But as they started the third week of their new school year, the 6- and 7-year-olds, all masked, were showing every sign of heeding their teacher’s insistence on paying attention. That morning, they had lined up neatly in the playground before the bell rang. Now, they listened attentively to a lesson on rhyming words, unconcerned by their now-familiar masks, which are no longer required by the Philadelphia school district, but encouraged here.

Ms. Bradshaw-Turner and her two assistants said this school year has started more positively than the last, when some students struggled to shift from all-online learning to in-person classes.

“When we were online, we had to depend on the parents a lot to make sure the kids were sitting down and paying attention,” she said. “When you’re online, it’s hard to focus on the computer all day. In person, you get a lot more from children, and you can help their needs more.”

Here in Room 101, the children seem as cheerful as their bright-colored surrounds, practicing addition at small clusters of desks. A sign reminds students to “always be nice and kind to each other.”
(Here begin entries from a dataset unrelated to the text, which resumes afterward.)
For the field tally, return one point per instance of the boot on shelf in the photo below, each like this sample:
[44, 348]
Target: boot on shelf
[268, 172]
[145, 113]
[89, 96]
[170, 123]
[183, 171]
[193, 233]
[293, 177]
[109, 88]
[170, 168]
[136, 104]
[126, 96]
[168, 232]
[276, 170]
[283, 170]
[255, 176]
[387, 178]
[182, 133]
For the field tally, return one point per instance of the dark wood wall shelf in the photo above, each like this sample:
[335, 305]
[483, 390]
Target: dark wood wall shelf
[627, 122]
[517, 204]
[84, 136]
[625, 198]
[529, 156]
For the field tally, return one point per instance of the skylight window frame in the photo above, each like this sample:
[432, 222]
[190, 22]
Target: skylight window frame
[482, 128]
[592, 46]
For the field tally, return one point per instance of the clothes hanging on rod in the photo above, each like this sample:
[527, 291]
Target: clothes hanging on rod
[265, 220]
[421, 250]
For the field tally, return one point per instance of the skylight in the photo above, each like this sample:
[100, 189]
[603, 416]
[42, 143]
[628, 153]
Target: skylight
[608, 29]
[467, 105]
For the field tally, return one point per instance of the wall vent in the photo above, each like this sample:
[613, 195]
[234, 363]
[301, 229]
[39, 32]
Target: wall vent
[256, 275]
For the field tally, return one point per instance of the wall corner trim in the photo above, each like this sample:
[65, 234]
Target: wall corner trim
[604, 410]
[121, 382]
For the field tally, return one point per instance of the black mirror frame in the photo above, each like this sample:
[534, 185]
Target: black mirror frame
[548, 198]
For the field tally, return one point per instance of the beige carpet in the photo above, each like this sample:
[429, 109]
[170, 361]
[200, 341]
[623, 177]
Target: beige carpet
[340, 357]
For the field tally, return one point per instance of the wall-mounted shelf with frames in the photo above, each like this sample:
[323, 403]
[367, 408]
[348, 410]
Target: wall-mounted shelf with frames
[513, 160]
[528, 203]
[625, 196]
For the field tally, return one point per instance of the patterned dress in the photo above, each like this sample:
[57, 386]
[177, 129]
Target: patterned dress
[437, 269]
Jacob O’Brien, 6, said school was “awesome,” especially because of reading. His favorite book was “E.T.” which he said was about an alien whose spaceship left him on earth. Jacob said he didn’t mind wearing a mask in school even though it’s “the only place” where he wears one. — Jon Hurdle

More than a hundred kids are clustered around a boy standing on a table in the sunny quad during “nutrition,” the daily midmorning snack break. He’s playing hip-hop from a portable speaker, bouncing to the beat and holding a sign with glittery gold letters, asking a girl to be his date to the homecoming dance.

Looking on, Principal Tom Houts smiles. “This wouldn’t have happened last year,” he says.

In August 2021, the 4,000-plus students at this public high school 14 miles southeast of downtown Los Angeles returned to school under a strict mask mandate. Hundreds of students were sent home for being exposed to Covid-19, and as a result, Mr. Houts says, kids kept a healthy distance from each other.